If diversifying crop rotations can bring so many agronomic, economic, environmental, and lifestyle benefits, why isn”t everyone doing it? “Habit, a history of commodity payments, and the management challenges of diversifying are the main reasons” says WICST researcher Josh Posner, an agronomist in the College of Agricultural and Life Sciences. “With the Freedom to Farm provisions of the most recent Farm Bill, we expect a lot of farmers will take a hard look at their current cropping systems though and maybe some of them will consider diversifying.”
WICST researchers hope that their findings will encourage farmers to move in this direction, and provide useful information to those who do. Managing more crops with fewer chemical inputs offers real benefits, but it can also present some challenges, according to the team. “We”ve got some advice for managing low-input, diversified rotations some tricks of the trade and some cautionary tales, especially about weeds!” says Hall. Project researchers plan to share results more widely in the next couple of years, using brief, accessible publications and events to summarize findings and lessons learned.

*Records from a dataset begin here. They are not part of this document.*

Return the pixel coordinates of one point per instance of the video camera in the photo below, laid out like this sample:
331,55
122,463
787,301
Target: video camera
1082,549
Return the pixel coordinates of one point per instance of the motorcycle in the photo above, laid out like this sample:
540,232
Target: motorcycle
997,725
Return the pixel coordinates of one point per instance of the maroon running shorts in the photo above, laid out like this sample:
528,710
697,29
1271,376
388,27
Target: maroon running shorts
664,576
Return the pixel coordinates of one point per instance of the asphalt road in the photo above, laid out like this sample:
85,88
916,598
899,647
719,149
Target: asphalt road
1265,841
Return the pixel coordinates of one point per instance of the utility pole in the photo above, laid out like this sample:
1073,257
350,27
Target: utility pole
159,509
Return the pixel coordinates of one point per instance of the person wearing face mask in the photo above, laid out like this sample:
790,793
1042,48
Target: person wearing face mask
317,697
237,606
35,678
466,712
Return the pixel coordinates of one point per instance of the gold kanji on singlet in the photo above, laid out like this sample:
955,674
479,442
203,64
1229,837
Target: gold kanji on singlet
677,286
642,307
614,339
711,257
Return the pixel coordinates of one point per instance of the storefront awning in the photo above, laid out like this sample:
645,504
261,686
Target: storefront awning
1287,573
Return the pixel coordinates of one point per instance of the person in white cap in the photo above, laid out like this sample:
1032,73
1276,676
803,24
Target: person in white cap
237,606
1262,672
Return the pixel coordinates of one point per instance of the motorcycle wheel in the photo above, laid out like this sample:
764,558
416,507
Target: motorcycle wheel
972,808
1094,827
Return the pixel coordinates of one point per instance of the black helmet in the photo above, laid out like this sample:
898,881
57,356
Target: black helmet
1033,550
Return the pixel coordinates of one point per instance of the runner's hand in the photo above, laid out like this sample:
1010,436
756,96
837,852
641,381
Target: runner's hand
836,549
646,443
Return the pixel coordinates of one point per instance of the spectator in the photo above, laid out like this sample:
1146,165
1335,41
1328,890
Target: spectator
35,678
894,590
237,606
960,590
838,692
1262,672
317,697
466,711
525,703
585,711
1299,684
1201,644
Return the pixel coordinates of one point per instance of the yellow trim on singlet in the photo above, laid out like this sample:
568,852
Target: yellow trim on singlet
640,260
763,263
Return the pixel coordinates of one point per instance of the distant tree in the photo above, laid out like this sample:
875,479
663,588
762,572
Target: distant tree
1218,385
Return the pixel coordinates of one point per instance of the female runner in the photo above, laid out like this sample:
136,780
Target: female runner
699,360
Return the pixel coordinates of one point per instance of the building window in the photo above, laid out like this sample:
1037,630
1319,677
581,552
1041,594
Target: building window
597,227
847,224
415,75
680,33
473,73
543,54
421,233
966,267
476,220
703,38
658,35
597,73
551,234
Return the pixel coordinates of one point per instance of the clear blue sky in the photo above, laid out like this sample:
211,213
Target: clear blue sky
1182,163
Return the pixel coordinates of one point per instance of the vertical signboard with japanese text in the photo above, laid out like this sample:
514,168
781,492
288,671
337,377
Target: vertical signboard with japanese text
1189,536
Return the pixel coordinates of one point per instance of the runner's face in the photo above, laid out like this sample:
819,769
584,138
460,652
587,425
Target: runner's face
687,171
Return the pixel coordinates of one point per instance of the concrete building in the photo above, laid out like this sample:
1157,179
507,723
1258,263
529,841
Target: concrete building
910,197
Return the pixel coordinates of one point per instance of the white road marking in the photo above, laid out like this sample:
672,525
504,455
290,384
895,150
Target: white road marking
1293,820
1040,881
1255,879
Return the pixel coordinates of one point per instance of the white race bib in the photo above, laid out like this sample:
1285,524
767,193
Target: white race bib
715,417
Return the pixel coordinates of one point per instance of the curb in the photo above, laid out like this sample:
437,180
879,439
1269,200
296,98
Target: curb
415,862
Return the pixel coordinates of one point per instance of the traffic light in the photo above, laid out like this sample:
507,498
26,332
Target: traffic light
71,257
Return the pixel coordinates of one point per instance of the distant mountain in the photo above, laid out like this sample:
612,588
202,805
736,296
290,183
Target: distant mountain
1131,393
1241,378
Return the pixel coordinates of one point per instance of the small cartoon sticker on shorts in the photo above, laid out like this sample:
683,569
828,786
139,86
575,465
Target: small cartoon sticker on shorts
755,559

One of the most interesting outreach efforts to come out of the WICST project may be a small-grains initiative. Building on the successes of the corn-soybean-wheat/red clover rotation, the WICST team recently received a federal Sustainable Agriculture Research and Education grant to reintroduce food-grade oats, barley, and wheat grown with cover crops to Wisconsin corn and soybean fields.

The project involves a strategic partnership between processors, grain handlers, input dealers, crop consultants, and producers to link regional production with regional markets. A number of processors and handlers, including Quaker Oats, Schreier Malting, and La Crosse Milling, have signed on to the effort, and the group is actively seeking additional farmer collaborators.
Producers interested in the small-grains project may contact Jim Stute at (414) 642-3303 or Scott Alt at (608) 265-2948. For more information about the WICST project, or to get on the newsletter mailing list, contact Kat Griffith at (608) 233-5029.

A coalition of scientists from the College of Agricultural and Life Sciences, Cooperative Extension and the Michael Fields Agricultural Institute, along with farmers near the two sites, created WICST in 1989 to study the profitability, productivity and environmental impact of entire cropping systems.